The present invention will be described in further detail with reference to the accompanying drawings.

FIG. 1 is a scanning electron micrograph of a nanofiber material in example 1;

FIG. 2 is a transmission electron micrograph of the nanofiber material in example 1;

FIG. 3 is a standard curve chart for the calculation of nitrobenzene concentration in wastewater in test examples 1-7;

FIG. 4 is a graph depicting the reproducibility of the nanofiber material of example 1.

Detailed Description

In order that the invention may be more readily understood, the following detailed description of the invention is given, with reference to the accompanying examples and drawings, which are given by way of illustration only and are not intended to limit the scope of the invention.

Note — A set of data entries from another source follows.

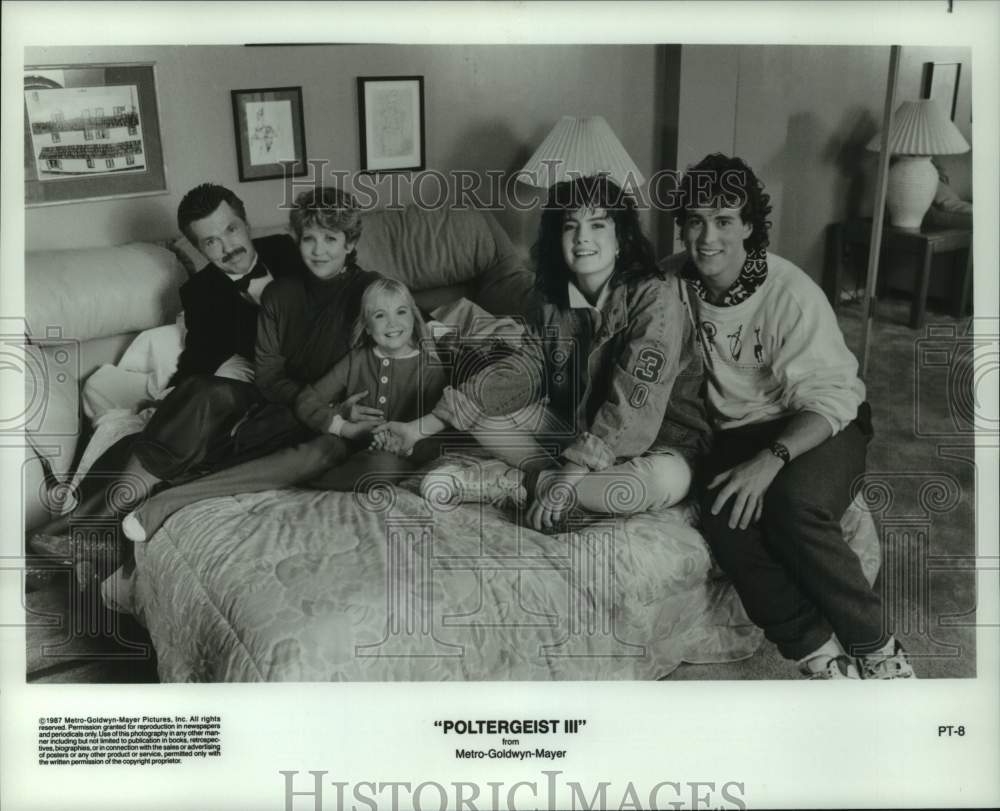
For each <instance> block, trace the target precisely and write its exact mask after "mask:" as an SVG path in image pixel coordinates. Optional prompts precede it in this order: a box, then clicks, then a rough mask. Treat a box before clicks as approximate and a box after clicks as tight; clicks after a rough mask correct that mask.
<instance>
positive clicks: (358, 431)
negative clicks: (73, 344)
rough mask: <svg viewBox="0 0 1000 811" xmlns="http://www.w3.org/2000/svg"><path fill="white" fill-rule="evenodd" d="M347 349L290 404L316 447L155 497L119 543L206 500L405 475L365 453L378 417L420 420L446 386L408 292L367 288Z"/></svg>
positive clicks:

In view of the problems that the method for monitoring nitrobenzene in the prior art has complicated process, higher cost and lower detection sensitivity and response sensitivity; the invention provides a method for preparing a nanofiber material with a fluorescence sensing function by using an electrospinning technology, which is simple and rapid, has good universality, and has the characteristics of good stability, reproducibility and reproducibility, and high sensitivity and selectivity when used for monitoring nitrobenzene in chemical wastewater. The present invention has been made based on the above findings.

The test instrument employed in the present invention was as follows:

scanning electron microscopy: obtaining by using a scanning electron microscope of type S570;

transmission electron microscopy: obtained by JEM-100CX type transmission electron microscope

Fluorescence emission signal: the measurement was carried out using a fluorescence spectrometer model F4500.